Yeni yönetim sisteminin uygulaması çok önemli. Dünyada demokrasi, hukukun üstünlüğü, insan hakları alanlarında ilerleyen bir ülke olarak mı, yoksa gerileyen bir ülke olarak mı algılanıyoruz? Biz OHAL'in kalkmasını bu alanlarda ilerleme kaydedebilmek ve Türkiye'nin imajının da bu yönde iyileşmesi için istiyorduk. Şimdi yeni sistemin işleyişi bu gidişatı belirleyecek. Neticede, tarih ispat ediyor ki; hukuk devleti ve insan hakları sorunları her zaman Türkiye'nin karşıtlarını güçlendirir; tam tersine demokratik saygınlığı yükselen bir Türkiye ise dünyada dış politikadan ekonomiye, her alanda güçlenir.

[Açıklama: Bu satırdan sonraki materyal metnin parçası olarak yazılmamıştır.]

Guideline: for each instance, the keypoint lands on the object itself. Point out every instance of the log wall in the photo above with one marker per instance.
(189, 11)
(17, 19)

– AB hedeflerine, laik eğitime ve hukuk devletine de sürekli yer veriyorsunuz… Bu üçü için umutlu musunuz?
Elbette. İnsanın ve toplumların, doğruya ve iyiye olan ihtiyaç ve eğilimi asla sonlanmayacağı için umutluyum. “İnsanlığa karşı umudunuzu kaybetmemelisiniz. İnsanlık bir okyanustur, içindeki birkaç kirli damla, okyanusu da kirli yapmaz.” Bu kavramlar birer lüks veya kişisel tercih konusu değil. 21. Yüzyıl'ın gelişmiş, mutlu, sağlıklı toplumları arasında yer edinmenin koşulları. Yani, çağımızın iyi ve doğru yönünü ifade ediyorlar.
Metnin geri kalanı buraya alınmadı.